On November 1st and 2nd, for two shows only, Well-Strung’s Edmund Bagnell is coming to Provincetown for his first solo show, HE PLAYS THE VIOLIN.
ptownie caught up with Edmund to ask him about the show:
How did you start playing the violin? And how did you get involved with Well-Strung?
When I was 7 years old my grandparents bought me a violin from an antique shop — it was way too big for me to even hold, but I really liked pretending to play it. So my parents decided to get me a more appropriate size violin and lessons, and that’s how I started playing.
I joined Well Strung almost 8 years ago in NYC. A cellist friend of mine forwarded me an audition breakdown that said an unnamed group was looking for a violinist who could sing in addition to playing the instrument. At the audition I met Mark Cortale, our manager, and all the rest of the boys. I can’t believe it’s been 8 years already, but it’s been an amazing ride!
What is it you love about the violin?
The violin is the instrument most compared to the human voice, and I think that’s always appealed to me. One of my teachers early on referred to bowing the violin as “singing through the musical phrase,” and that comment really stuck with me. I also love that you can play a really wide variety of music and styles on the violin, from baroque to quite contemporary.
You also sing and act. Do you see these different facets as competing or complementary?
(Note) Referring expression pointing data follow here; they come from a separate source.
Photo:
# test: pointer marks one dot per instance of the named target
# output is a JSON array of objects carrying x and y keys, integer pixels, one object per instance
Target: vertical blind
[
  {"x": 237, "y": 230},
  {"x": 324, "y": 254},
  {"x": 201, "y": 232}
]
I think acting has been a really useful tool to me no matter what I’m performing. Even if I’m performing a Mozart violin sonata, there’s still this idea that an audience is watching you and there is this inherent dramatic quality to any live performance. I studied Meisner’s acting technique for several years, and I would say I found that very liberating for both my singing and playing. I think it gave me more license to be more responsive and spontaneous on stage.
Your first solo show… what are the advantages of performing alone? Disadvantages?
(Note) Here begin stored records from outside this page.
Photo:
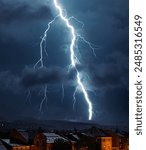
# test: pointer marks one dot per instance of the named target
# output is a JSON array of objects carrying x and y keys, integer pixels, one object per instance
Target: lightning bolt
[
  {"x": 43, "y": 42},
  {"x": 45, "y": 98},
  {"x": 73, "y": 57}
]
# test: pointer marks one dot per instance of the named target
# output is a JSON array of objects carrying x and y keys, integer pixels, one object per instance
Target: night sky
[{"x": 22, "y": 23}]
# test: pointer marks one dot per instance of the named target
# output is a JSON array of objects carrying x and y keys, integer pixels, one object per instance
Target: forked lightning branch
[{"x": 73, "y": 56}]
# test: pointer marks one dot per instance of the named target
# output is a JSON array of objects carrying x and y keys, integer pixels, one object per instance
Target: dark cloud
[{"x": 53, "y": 75}]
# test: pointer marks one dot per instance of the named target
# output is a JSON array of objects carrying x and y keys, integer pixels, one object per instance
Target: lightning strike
[
  {"x": 74, "y": 97},
  {"x": 73, "y": 57},
  {"x": 62, "y": 86},
  {"x": 43, "y": 41},
  {"x": 45, "y": 98}
]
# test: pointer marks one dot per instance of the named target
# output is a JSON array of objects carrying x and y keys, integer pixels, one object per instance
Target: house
[{"x": 104, "y": 143}]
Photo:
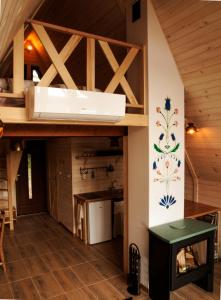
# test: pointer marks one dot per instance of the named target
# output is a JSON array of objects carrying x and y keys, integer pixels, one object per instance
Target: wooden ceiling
[{"x": 193, "y": 31}]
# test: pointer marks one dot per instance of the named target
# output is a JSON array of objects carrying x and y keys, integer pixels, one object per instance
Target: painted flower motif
[
  {"x": 167, "y": 201},
  {"x": 161, "y": 136},
  {"x": 167, "y": 104},
  {"x": 158, "y": 123},
  {"x": 173, "y": 136},
  {"x": 167, "y": 164}
]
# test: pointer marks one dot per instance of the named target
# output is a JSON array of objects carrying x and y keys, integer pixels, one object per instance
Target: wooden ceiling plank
[
  {"x": 192, "y": 22},
  {"x": 205, "y": 35},
  {"x": 122, "y": 70},
  {"x": 64, "y": 55},
  {"x": 114, "y": 65},
  {"x": 56, "y": 59}
]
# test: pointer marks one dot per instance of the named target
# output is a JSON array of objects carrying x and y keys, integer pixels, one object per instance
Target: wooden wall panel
[{"x": 193, "y": 32}]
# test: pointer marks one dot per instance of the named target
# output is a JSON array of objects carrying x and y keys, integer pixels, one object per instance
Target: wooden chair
[{"x": 2, "y": 225}]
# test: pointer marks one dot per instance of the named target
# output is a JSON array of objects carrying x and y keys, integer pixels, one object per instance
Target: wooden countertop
[
  {"x": 115, "y": 195},
  {"x": 196, "y": 209}
]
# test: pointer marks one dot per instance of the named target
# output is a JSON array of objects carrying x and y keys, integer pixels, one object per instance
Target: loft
[{"x": 134, "y": 54}]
I think performing solo is a different way of performing. Whereas with Well Strung we have our individual personalities that make up the larger brand of Well Strung, in a solo show, I am the brand. So all the music, stories, etc get to be very personal to me, and I think that’s a very exciting thing for any performer. The disadvantage, of course, if say a violin string breaks on stage, there won’t be anyone else on stage to smooth over leaving stage to grab a new one.
When you’re not performing or practicing, what do you like doing?
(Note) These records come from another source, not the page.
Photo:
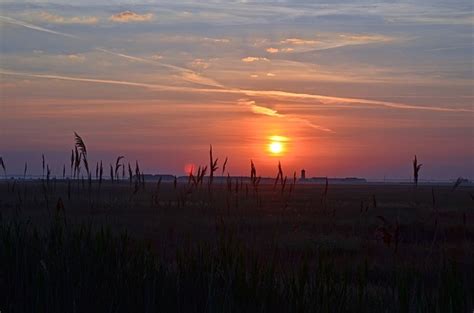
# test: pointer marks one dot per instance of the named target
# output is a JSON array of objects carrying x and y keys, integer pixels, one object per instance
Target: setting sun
[{"x": 277, "y": 145}]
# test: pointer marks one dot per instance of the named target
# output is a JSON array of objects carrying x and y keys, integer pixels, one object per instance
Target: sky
[{"x": 339, "y": 88}]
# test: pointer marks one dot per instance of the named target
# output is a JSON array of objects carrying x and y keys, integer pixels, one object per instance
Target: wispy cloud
[
  {"x": 272, "y": 50},
  {"x": 262, "y": 110},
  {"x": 34, "y": 27},
  {"x": 129, "y": 16},
  {"x": 58, "y": 19},
  {"x": 277, "y": 94},
  {"x": 253, "y": 59},
  {"x": 298, "y": 41}
]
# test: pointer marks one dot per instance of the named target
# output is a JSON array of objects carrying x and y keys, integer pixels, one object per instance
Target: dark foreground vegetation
[{"x": 73, "y": 247}]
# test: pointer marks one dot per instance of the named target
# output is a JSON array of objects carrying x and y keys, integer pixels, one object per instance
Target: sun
[{"x": 276, "y": 145}]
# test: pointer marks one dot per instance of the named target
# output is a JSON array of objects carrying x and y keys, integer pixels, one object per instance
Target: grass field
[{"x": 75, "y": 246}]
My partner and I bought a fixer upper house in the country two years ago, and we’ve gotten really handy. We’ve done pretty much everything — electrical, plumbing, but I’ve come to really love anything involving wood working. So truly, if not performing or practicing, I’m probably at home covered in either paint or sawdust. But I love it!
What can audiences look forward to with this upcoming show?
I think audiences will see a new side of me, both musically and personally. I’m really excited with the material that my director, Michael Schiralli, and my music director, Matt Aument, and I are putting together. It’s going to be a really fun evening, and I’ve enjoyed pushing myself vocally and instrumentally and also getting the chance to be more theatrical and tell stories. I couldn’t be more excited!